Appendix A: Selling the Value of Workplace Investigations to Management

Before you can sell the business leaders on an improved approach to investigations, you will need to have a good professional relationship with them. There are many ways to build good relationships with senior managers. Some of them include:

  • Respect their legitimate business objectives and redefine your success to include the achievement of those objectives.

  • Respect their limited resources by delivering value and properly managing their expectations.

  • Respect their decisions to take calculated risks in running the business.

  • Respect the fact that you are assisting the executives to run their business, and they are entitled to direct the battle plan.

  • Build trust with senior executives. This influences your credibility and determines whether your message is convincing or not.

There are also some key selling points to use in soliciting the support of the executive management.

Return on Investment

Like other business functions, the workplace investigations process should have a measurable return on investment (“ROI”). A properly engineered investigation produces tangible results, such as the recovery of money, the termination of dishonest employees, and prosecution of wrongdoers. The more substantive the ROI, the more likely the process will be embraced by the company and receive the funding it deserves.

Traditionally, investigations return value to the company by:

  • Stopping financial losses;

  • Changing processes and procedures to improve operations;

  • Increasing productivity;

  • Obtaining restitution or concessions from wrongdoers.
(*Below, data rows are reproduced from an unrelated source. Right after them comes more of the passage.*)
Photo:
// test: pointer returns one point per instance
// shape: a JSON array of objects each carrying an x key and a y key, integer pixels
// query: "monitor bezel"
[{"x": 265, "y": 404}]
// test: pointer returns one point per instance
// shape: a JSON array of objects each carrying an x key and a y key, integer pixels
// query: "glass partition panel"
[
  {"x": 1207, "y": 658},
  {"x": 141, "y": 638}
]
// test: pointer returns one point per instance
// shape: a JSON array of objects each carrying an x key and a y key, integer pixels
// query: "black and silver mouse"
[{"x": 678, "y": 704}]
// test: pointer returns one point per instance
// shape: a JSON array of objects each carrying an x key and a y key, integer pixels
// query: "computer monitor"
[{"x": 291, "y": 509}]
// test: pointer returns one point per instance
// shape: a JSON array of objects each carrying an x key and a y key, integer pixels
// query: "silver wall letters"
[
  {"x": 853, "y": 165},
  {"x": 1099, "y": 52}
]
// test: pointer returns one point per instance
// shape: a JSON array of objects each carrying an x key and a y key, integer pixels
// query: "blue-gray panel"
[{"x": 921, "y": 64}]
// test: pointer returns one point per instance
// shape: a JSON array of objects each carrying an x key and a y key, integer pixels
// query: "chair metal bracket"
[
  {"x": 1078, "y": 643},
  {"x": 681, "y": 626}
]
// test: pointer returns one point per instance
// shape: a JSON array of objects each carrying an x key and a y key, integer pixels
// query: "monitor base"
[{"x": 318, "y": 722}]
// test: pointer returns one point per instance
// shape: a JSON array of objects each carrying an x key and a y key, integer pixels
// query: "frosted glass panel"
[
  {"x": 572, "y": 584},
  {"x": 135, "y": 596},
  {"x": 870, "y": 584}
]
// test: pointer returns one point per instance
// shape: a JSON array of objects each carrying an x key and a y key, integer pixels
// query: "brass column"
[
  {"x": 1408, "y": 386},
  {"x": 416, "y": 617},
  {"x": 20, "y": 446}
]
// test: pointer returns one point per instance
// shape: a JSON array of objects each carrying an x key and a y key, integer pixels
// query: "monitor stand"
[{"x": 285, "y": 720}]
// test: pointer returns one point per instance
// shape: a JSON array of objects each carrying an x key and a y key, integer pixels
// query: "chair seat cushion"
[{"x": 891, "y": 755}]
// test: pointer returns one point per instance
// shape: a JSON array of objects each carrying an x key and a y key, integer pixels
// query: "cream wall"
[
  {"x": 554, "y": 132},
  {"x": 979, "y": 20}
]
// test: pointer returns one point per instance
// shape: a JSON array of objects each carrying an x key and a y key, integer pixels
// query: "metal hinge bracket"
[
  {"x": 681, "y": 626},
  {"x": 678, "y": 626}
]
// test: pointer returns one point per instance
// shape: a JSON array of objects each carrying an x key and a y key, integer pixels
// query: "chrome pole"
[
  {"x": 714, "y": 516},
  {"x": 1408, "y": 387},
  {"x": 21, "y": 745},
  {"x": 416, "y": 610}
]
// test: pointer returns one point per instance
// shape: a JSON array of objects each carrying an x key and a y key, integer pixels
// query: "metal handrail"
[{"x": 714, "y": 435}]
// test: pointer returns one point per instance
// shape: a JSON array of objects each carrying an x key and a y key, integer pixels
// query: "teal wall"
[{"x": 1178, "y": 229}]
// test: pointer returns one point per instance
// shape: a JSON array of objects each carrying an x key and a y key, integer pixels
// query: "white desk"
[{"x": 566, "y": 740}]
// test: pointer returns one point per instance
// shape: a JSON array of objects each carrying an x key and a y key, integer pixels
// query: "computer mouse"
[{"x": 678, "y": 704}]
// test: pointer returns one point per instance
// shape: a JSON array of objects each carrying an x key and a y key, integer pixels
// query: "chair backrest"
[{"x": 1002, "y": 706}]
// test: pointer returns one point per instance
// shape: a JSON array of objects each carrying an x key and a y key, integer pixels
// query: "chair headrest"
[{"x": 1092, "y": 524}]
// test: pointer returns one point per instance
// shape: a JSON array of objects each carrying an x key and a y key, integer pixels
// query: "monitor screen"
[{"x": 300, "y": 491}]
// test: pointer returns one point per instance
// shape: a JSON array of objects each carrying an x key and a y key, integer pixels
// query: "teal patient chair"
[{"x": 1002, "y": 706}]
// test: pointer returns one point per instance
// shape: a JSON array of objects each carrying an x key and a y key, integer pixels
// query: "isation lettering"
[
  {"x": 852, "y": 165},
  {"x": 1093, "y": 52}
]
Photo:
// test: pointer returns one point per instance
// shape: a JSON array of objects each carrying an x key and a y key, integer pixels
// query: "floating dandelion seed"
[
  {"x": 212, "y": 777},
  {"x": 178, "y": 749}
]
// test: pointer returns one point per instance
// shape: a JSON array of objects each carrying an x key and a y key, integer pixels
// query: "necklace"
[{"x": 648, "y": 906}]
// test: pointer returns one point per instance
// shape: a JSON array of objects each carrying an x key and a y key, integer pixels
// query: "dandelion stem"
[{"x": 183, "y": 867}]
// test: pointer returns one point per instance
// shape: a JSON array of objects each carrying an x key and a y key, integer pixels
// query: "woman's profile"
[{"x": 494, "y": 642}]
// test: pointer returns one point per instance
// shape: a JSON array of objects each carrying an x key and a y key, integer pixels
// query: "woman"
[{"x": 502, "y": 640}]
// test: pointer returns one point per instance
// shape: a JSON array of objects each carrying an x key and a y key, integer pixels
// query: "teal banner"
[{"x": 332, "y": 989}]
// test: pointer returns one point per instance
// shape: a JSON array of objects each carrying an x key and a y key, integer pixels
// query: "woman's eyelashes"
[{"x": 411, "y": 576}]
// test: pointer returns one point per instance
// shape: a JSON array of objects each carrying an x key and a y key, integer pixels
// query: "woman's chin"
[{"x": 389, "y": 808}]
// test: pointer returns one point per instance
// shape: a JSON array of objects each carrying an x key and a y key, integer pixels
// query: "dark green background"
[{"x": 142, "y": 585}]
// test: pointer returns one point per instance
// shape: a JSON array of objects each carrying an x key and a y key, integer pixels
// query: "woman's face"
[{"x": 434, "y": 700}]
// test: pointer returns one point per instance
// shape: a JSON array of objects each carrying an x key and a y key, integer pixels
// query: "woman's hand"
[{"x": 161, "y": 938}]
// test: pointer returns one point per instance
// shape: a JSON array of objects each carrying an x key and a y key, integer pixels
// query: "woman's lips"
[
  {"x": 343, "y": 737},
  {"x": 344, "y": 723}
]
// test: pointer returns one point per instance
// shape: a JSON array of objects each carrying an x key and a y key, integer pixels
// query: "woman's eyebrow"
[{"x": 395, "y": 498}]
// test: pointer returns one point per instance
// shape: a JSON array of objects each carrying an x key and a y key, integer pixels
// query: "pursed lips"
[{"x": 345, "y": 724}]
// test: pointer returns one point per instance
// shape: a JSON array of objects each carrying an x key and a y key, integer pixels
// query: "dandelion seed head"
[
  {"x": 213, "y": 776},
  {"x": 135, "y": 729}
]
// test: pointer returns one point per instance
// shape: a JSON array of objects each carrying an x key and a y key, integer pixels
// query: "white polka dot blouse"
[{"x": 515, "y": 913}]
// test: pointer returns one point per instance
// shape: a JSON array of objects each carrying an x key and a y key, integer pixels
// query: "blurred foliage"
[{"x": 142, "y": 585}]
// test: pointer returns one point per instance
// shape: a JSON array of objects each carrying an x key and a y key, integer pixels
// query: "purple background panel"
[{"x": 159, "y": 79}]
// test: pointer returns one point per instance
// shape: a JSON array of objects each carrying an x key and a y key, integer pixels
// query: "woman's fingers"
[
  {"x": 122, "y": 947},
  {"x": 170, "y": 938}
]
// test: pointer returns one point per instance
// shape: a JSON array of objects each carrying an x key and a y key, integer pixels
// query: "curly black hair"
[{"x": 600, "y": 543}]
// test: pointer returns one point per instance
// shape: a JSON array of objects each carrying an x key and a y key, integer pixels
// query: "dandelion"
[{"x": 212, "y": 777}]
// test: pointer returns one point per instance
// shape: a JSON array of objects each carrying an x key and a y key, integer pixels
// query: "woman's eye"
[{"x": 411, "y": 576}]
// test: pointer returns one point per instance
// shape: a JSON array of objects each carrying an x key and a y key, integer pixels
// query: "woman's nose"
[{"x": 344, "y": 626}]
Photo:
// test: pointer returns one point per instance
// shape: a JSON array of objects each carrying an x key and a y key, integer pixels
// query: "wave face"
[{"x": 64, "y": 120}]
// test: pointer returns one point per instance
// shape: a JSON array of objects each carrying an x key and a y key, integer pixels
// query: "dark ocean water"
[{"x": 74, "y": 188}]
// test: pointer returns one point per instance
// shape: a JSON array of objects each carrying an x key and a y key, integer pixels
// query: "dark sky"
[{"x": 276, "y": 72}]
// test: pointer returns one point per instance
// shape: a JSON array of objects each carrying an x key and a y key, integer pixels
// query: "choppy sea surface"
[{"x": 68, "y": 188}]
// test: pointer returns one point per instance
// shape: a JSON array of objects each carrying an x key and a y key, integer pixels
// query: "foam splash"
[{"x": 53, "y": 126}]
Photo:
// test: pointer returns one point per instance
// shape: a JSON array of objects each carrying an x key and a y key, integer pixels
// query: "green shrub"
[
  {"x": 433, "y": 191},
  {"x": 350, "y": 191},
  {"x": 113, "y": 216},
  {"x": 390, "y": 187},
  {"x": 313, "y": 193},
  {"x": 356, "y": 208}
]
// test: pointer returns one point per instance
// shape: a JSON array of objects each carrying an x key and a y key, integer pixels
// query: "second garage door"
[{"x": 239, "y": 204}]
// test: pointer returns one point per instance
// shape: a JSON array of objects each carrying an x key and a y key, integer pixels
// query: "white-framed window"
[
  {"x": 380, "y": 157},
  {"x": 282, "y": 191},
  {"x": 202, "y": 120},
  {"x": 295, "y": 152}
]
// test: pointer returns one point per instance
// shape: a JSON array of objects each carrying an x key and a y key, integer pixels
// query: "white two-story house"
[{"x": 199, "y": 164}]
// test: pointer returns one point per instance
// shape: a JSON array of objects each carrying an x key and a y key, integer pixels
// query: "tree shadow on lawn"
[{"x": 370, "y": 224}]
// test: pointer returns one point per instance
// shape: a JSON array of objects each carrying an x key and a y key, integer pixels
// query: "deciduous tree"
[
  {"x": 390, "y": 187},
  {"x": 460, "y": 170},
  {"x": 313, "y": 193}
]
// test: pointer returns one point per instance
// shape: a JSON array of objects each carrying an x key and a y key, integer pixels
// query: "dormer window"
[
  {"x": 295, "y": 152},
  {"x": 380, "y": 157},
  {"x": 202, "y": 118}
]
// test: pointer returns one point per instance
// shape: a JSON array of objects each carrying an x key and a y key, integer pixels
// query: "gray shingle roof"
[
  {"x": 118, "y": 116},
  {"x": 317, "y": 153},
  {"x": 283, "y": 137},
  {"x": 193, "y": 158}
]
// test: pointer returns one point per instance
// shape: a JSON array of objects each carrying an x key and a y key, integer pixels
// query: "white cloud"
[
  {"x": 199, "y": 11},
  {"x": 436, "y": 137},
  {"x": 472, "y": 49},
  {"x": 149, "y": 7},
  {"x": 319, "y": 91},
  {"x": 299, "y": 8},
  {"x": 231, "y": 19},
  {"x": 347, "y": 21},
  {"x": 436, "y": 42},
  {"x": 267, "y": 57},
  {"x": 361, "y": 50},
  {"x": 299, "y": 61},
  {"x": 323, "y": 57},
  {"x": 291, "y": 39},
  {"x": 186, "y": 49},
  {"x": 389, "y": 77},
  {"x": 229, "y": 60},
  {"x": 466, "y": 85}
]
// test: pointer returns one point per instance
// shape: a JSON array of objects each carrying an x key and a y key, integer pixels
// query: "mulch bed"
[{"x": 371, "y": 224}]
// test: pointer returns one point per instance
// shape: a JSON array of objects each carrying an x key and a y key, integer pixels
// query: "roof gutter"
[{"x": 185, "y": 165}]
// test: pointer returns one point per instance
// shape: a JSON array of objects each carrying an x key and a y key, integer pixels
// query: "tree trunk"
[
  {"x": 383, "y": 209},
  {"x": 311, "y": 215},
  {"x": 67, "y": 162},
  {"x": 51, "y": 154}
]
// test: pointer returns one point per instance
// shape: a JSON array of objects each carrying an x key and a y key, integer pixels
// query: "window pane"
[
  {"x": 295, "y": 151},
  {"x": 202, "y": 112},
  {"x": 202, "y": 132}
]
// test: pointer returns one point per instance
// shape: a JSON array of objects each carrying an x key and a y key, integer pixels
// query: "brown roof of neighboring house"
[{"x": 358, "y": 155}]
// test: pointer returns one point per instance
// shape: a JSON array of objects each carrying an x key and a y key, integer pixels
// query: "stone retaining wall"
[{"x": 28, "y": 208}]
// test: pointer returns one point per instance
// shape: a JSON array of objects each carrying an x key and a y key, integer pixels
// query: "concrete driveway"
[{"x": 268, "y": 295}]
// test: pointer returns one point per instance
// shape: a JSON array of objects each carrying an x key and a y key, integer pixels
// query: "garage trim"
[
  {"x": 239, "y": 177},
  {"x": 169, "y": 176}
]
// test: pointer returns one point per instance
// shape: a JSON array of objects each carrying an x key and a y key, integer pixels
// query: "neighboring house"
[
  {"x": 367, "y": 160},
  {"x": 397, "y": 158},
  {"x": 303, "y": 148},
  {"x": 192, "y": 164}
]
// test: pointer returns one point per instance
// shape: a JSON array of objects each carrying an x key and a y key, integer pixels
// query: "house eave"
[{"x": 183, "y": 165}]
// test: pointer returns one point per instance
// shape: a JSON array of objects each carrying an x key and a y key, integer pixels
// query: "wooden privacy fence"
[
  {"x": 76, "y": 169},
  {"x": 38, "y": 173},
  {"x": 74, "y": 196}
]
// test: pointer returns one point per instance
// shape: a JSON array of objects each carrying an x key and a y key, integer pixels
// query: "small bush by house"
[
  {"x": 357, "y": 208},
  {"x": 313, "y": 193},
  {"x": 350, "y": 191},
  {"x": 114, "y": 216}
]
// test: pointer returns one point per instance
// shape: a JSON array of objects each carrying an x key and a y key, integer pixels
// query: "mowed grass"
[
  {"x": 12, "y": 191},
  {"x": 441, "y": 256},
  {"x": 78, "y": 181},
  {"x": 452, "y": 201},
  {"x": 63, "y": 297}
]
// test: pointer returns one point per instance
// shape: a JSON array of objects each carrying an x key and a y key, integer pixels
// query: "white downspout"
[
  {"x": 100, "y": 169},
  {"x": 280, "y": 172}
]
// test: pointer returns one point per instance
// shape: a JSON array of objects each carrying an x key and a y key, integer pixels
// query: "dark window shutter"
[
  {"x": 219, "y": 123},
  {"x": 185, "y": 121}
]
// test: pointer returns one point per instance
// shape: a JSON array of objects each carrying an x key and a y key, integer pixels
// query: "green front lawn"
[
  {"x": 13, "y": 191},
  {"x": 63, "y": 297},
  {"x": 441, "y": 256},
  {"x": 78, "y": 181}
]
The financial impact of a successful investigation is important to recognize. For example, if your company’s EBITDA (earnings before interest, taxes, depreciation and amortization) is ten percent, your company has to generate $10 in revenue for every dollar it pays out in losses. Conversely, every dollar recovered through a successful investigation equals $10 in revenue your company did not have to generate.

Process Pointer: EBITDA—that’s speaking their language. Develop a payout example using your company’s financial data to show the value you bring (as well as the cost for doing nothing).